Männer sind eben immer Täter, besonders wenn sie auch noch sich als Männer bejahen und deshalb dürfen sie aus jeder Veranstaltung dieser Studentenorganisation ausgeschlossen werden, bloß wenn das eine Frau wünscht. Denn die Frau ist im Gegenüber zu Männern immer ein Opfer, das so auch wenn es keinen konkreten Anlaß dafür gibt, sich irgendwie als Opfer zu empfinden, das so ob ihres Opferstatuses den Ausschluß aller Männer verlangen darf.
Solche Schematas stoßen ob ihrer beachtlichen Komplexitätsreduktionsleistung in postmodernen Zeiten auf große Sympathie, machen sie das Leben in so unübersichtlichen Zeiten wie den unserigen doch sehr leicht: Man weiß immer, wo die Bösen und wo die Guten stehen. Sag mir Deine Rasse und Dein Geschlecht und ich sage Dir, was für ein Mensch Du bist, lautet so das neue Glaubensbekenntnis der Gutmenschen. Aber der Komplexität des wirklichen Lebens werden solche Reduktionismen natürlich nicht gerecht.

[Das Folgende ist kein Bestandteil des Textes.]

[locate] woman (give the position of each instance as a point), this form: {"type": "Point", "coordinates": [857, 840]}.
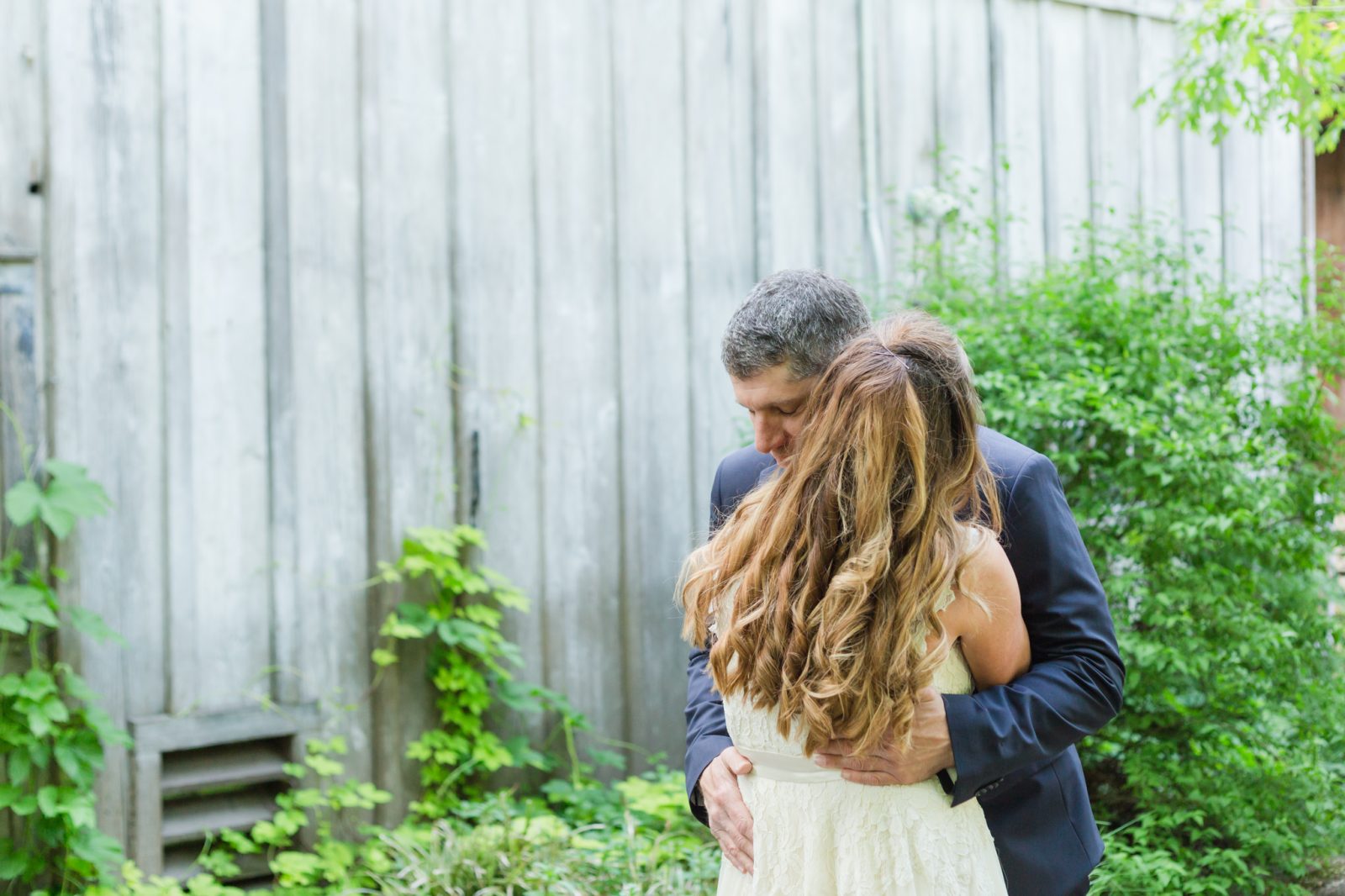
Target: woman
{"type": "Point", "coordinates": [865, 571]}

Ein Blick dazu in die hl. Schrift:
Gott befreite sein erwähltes Volk aus dem Sklavenhaus Ägypten, aber was ist mit den Ägyptern, die Opfer der göttlichen Befreiung geworden sind, die Mutter, die um ihr Kind trauert, den Gottes Engel getötet hat. Ist nun der Exodus des jüdischen Volkes umzuschreiben aus der Perspektive der ägyptischen Opfer? Und wie steht es mit den vielen von Israel Getöteten bei der Einnahme des ihm von Gott zugesagtem Land? Waren das nicht alles Opfer des jüdischen Eroberungswillens. Aber Israel war das von Gott erwählte Volk, Gott hat weder die Ägypter noch die Völker erwählt, die Israel vertilgte, um das Land selbst in Besitz zu nehmen. Hier stünden sich dann die Opfer als die Nichterwählten den Tätern als den Erwählten gegenüber. Gilt nun für den christlichen Leser die Sympathiepflicht für die Opfer, die Eroberten oder für die Eroberer, die Täter, weil sie das von Gott erwählte Volk sind?